Undue importance has been attached to the following language in the decree in Cunningham’s Appeal: “ And if they or any of them have, under protest, paid such bonus or charges for the said stock shares, that the same be refunded to them, with interest.” This must be understood to apply only to the litigants in that case. This court did not intend to decide the rights of parties not before it, who were not and could not have been heard. It has never, since its foundation, attempted to exercise such an arbitrary power. Moreover, there was neither protest nor payment in that case; there was nothing, therefore, to which the language referred to could apply, and the expression was doubtless used inadvertently. The decree is broader than the case.

The only important question presented by this record is the legal effect of payment under protest. The plaintiff was entitled, under Cunningham’s Appeal, supra, to subscribe for the new stock at par. The company required him to agree to pay an additional sum at a future time for the privilege of subscribing. This bonus, as it was called, was to be added to the surplus fund. This, however, is not material. He signed the contract to pay the additional sum,under protest, and paid under protest. This suit was brought to recover back the money thus demanded. This is the whole case.

[78]*78It will be observed there was nothing to interfere with the plaintiff’s right to stock which he already held. It was a contract for the delivery, not of his proportion of the new stock, but of the certificates or evidence of his ownership of such stock. The stock was already his, and no action of the company could deprive him of it. He could have tendered the par of the stock and demanded a certificate. If the company had refused to issue it, he could have brought suit and recovered its market value. If he wanted the shares, he could have bought them in the market and recovered from the company what he paid in excess of par. One share of the stock of a business or trading-corporation is the precise equivalent of every other share; hence it is that equity does not concern itself about particular shares, and a bill will not lie to compel specific performance for the sale of specific shares: Foll’s App., 91 Pa. 484.

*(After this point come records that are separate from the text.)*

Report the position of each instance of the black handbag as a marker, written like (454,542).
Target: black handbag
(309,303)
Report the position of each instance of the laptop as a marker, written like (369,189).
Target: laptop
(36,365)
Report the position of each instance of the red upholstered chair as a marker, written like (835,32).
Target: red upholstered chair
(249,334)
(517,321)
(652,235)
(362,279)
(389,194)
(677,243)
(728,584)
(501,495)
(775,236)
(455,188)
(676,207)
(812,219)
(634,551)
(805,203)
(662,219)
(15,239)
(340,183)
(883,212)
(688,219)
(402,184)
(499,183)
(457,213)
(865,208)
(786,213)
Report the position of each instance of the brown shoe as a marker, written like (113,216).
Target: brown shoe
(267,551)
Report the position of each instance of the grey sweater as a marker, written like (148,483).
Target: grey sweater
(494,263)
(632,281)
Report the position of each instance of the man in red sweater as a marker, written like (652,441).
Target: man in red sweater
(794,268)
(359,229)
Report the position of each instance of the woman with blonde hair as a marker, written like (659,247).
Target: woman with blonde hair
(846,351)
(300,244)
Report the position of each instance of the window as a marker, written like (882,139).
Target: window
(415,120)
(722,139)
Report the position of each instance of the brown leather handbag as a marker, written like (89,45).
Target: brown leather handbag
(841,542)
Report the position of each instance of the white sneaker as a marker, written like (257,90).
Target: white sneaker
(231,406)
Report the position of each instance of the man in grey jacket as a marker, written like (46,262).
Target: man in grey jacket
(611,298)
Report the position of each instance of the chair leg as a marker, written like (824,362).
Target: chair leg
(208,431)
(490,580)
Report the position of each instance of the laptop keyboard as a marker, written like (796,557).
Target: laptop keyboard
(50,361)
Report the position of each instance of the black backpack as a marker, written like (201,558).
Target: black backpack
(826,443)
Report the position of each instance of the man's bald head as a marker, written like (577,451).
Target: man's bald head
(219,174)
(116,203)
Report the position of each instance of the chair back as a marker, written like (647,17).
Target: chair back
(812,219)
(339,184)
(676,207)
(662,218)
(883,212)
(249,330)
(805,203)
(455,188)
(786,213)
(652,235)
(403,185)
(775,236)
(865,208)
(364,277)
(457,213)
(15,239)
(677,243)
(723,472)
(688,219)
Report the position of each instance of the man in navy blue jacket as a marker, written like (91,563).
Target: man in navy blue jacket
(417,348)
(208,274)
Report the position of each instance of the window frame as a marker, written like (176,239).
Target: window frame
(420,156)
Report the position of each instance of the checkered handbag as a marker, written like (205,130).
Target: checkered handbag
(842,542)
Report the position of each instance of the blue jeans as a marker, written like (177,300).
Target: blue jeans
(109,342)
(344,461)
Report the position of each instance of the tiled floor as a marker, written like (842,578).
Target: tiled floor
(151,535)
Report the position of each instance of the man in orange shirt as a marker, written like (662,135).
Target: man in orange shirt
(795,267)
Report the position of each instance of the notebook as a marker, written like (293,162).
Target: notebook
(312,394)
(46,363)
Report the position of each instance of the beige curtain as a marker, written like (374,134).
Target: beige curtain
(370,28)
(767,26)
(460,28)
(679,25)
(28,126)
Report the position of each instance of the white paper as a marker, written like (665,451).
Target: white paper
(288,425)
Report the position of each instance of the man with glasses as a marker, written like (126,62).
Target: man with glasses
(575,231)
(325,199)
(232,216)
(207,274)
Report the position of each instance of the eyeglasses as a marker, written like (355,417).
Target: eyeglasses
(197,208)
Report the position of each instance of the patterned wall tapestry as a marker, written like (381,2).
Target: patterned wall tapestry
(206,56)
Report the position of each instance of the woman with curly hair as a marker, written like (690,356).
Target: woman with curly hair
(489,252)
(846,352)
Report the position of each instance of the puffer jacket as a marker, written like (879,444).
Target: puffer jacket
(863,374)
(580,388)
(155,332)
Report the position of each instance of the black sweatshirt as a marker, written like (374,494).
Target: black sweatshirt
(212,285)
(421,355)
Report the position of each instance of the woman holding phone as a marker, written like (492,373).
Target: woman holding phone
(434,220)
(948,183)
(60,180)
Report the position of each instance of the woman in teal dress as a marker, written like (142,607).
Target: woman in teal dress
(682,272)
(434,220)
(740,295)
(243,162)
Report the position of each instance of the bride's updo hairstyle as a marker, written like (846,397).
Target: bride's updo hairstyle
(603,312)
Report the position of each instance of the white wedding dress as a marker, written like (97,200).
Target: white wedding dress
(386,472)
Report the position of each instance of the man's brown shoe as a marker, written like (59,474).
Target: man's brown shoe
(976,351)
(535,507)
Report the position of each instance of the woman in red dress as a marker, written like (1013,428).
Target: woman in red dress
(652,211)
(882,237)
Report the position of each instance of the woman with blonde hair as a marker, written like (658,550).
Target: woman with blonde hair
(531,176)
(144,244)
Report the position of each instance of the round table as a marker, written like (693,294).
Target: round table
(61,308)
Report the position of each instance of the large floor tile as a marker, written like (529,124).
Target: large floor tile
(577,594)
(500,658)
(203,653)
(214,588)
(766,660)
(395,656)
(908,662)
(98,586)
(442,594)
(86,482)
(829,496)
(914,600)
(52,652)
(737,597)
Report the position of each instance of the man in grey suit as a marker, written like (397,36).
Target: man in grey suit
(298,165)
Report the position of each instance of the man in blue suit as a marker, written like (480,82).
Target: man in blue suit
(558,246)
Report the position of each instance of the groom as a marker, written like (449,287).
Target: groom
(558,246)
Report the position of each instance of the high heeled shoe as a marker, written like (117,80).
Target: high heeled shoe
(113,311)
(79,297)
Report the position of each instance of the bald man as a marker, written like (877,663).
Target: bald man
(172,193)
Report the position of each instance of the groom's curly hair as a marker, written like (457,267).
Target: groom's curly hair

There is no principle of law better settled than that money voluntarily paid with a knowledge of the facts cannot be recovered back. It is unnecessary, in referring to a settled rule of law, always to state the reasons of the rule in a judicial opinion. It is sufficient to say here that I know of no legal principle which is sustained by better reasons of public policy. If, in every instance, in which a man is in doubt as to which is the safe course to pursue, he can pay under protest, and then sue to recover it back, it is difficult to see where litigation is to end. The law, therefore, wisely holds that a voluntary payment cannot be recovered back. In the recent case of Harvey v. Girard N. Bank, 119 Pa. 212, the law is thus stated: “A voluntary payment of money under a claim of right cannot in general be recovered back. There must be compulsion, actual, present, and potential, in indiicing the payment by force of process available for instant seizure of person or property, when the party so paying must give notice of the illegality of the demand, and of his involuntary payment. The element of coercion being essential, a mere protest or notice will not change the character of the payment, or confer of itself a right of recovery; ” citing Peebles v. Pittsburgh, 101 Pa.304. In Harvey v. the Bank there was a loss of credit, a very serious matter to a business man, by permitting a draft to go to protest. The party paid to protect his commercial honor, but we said it was not duress. In Neely’s App., 124 Pa.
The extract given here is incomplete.